主なる神の言葉である聖書を、あらゆる事柄に関する最高権威、人生における規範とし、イエス・キリストを主とする神の国(支配)の拡大と完成を願っています。

関根, 竹内「旧約聖書」『死生観と生命倫理』pp.5-6

関根 清三, 竹内 裕「旧約聖書――『生かされてある』生」関根 清三編『死生観と生命倫理』東京: 東京大学出版会, 1999年, pp.5-6

〈引用〉
 生命と死が、究極的には神から来、神の裁量に属することであり、人間の掌中にあるのではない、とする考えは、旧約において一貫しているといっていい。

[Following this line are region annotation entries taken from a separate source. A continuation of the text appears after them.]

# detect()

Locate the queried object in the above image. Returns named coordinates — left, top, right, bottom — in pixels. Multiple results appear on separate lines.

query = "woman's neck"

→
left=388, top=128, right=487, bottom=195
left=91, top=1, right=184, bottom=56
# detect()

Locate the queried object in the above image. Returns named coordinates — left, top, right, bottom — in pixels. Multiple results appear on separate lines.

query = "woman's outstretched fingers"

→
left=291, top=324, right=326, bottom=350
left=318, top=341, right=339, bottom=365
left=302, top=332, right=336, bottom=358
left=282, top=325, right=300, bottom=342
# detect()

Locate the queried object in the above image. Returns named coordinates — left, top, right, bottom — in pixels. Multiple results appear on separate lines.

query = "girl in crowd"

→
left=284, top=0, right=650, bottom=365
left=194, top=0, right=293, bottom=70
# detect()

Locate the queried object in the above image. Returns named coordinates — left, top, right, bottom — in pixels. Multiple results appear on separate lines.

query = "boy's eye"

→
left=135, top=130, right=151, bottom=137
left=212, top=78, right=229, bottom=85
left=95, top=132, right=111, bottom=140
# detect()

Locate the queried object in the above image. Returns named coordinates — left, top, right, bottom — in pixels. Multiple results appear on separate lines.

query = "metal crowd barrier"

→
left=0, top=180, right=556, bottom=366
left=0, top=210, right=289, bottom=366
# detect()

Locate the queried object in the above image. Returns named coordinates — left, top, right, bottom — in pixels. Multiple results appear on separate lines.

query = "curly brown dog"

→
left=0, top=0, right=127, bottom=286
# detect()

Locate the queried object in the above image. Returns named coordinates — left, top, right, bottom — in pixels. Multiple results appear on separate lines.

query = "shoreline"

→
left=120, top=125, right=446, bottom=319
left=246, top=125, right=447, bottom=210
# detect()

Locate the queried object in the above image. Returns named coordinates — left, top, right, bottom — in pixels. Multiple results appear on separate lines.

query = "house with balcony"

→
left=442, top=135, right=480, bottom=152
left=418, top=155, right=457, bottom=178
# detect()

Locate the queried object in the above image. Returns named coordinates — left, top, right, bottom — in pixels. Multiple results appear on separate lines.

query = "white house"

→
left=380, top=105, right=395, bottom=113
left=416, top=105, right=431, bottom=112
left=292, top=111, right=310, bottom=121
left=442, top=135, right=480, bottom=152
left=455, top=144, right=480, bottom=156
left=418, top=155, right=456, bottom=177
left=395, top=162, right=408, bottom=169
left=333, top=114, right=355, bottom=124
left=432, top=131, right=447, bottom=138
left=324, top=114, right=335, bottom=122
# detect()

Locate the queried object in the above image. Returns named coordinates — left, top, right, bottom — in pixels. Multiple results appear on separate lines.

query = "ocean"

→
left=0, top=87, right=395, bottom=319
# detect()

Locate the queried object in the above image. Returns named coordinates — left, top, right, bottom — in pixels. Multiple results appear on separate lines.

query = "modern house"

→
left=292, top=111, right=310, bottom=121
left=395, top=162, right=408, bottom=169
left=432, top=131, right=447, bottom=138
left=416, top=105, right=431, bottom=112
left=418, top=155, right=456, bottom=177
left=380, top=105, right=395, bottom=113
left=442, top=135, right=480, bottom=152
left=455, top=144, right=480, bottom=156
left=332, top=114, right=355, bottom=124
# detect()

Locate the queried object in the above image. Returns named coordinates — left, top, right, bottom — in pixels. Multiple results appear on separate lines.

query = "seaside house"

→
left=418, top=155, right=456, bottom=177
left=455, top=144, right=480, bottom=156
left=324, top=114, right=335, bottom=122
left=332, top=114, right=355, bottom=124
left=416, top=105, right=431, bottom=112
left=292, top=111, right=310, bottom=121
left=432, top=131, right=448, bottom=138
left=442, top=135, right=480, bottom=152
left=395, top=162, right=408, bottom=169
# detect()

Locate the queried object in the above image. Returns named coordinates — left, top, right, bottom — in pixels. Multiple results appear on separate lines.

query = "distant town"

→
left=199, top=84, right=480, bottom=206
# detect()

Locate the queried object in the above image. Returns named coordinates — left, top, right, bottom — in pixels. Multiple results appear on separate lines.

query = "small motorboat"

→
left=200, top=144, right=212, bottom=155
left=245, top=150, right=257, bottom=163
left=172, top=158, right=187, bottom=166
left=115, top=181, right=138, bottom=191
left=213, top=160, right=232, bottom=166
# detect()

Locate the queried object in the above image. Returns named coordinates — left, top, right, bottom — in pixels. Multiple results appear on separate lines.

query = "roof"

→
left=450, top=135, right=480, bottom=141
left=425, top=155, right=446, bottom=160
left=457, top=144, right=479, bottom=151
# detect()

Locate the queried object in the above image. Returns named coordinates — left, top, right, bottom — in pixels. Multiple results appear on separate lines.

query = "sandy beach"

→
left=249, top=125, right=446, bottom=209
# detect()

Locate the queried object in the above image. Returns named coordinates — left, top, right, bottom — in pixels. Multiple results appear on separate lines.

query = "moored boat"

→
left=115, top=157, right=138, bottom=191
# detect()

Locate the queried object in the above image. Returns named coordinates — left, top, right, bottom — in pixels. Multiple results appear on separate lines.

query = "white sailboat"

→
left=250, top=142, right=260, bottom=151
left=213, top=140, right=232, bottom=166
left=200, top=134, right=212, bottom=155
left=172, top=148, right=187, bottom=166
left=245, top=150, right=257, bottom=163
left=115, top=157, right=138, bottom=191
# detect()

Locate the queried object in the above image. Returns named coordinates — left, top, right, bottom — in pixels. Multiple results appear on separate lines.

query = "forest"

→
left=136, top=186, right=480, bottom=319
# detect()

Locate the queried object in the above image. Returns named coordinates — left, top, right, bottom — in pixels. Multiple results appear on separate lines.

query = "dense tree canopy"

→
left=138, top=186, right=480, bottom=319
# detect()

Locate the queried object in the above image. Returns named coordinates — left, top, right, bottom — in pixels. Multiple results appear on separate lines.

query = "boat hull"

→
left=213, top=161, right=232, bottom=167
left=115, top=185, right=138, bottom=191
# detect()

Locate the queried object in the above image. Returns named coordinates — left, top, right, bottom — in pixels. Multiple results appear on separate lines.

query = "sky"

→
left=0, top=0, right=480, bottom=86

子宝を神からの祝福とする記事は枚挙に暇がないし、極度の絶望から死を望む人物は、自ら命を絶つことをせず、自分の命を取り上げてくれるよう神に対して嘆願している(ヨナ書四3、ヨブ記六9など)。他にも、神は人に肉食を許可しつつも、命と同定される血を食すことを禁じていること(レビ記一七10-14、申命記一二13-28)や、人間同士による生命の損傷が、神自身によって追及される(創世記九5)ことなどに、神が生命の淵源としてあることの証左を見てとることができよう。